Au-delà encore une fois des discours et des intentions, le renouveau du français en Louisiane semble bel et bien engagé. Bien entendu, la langue revient occasionnellement sur le devant de la scène, à l’occasion des grands rendez-vous culturels, tel que le Festival International de Louisiane qui se tient chaque année, depuis 1986, à Lafayette, en plein cœur de l’Acadiane, la principale région francophone de l’État. Mais pour avoir une chance de s’y (ré)implanter durablement, c’est au quotidien que le français doit s’afficher, au côté de l’anglais. C’est une entreprise laborieuse et permanente à laquelle s’emploient le codofil et une multitude d’acteurs tous plus convaincus les uns que les autres de la fertilité d'une langue française vivante et vécue. En 2014, le député démocrate Stephen Juan Ortego fait ainsi voter une loi autorisant 22 paroisses (ou comtés) à mettre en place une signalisation routière bilingue. Peut-être verrons-nous bientôt fleurir en Louisiane des panneaux « Stop – Arrêt » comme au Nouveau-Brunswick. Sur les ondes, une vingtaine de radios francophones sont disponibles. Dans le domaine scolaire, des classes d’immersion, où l’on peut étudier et suivre le programme américain en français, sont mises à la disposition des jeunes Louisianais. Aujourd’hui, plus de 4 000 élèves sont concernés et les demandes d’inscriptions augmentent, d’où la nécessité de recruter et faire venir des professeurs de l’étranger, notamment des Antilles.

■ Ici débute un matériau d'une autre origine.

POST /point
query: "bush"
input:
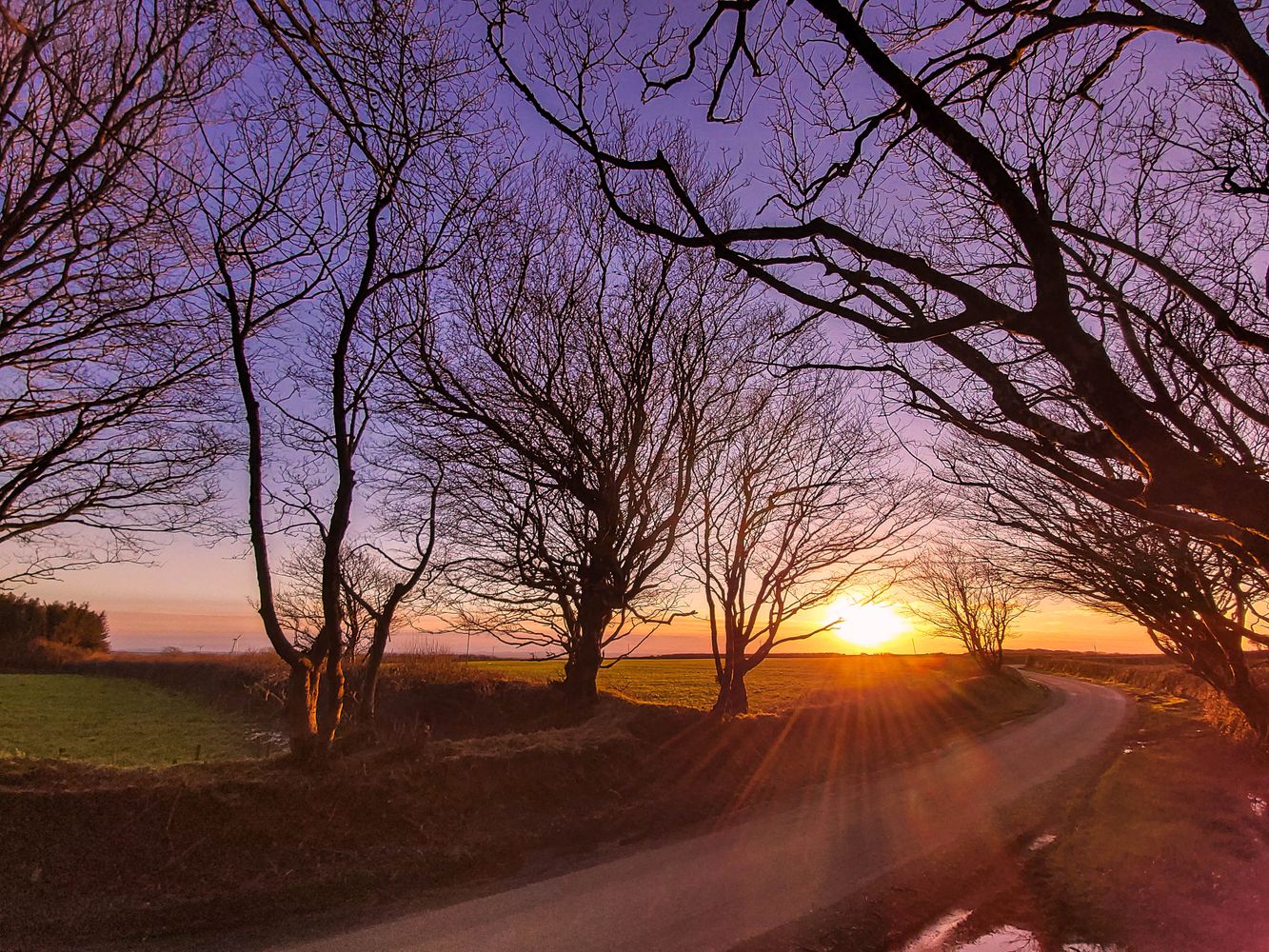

Ces élèves prendront peut-être un jour la décision de parler français à leurs enfants afin d’entretenir la transmission ou, plus ambitieux encore, de reconstituer le chaînon manquant.

 

Certes, il est toujours difficile, en ce début de XXIe siècle, de vivre pleinement en français en Louisiane. Mais, comme le souligne Charles Larroque, directeur du codofil, « c’est un travail de longue haleine, nous sommes en train de refaire notre monde, morceau par morceau, et on est en train de créer des espaces francophones ». En d’autres termes, la Louisiane s'efforce tout doucement de renouer avec son passé, (re)plonger dans ses racines, pour mieux envisager son avenir mais aussi s’ouvrir au monde. Les nombreux jeunes Louisianais qui souhaitent vivre en français et/ou le (ré)apprendre pour le transmettre à leurs enfants ont la chance, grâce à la technologie et aux programmes d’échanges, de pouvoir entrer facilement en contact avec l’ensemble du monde francophone.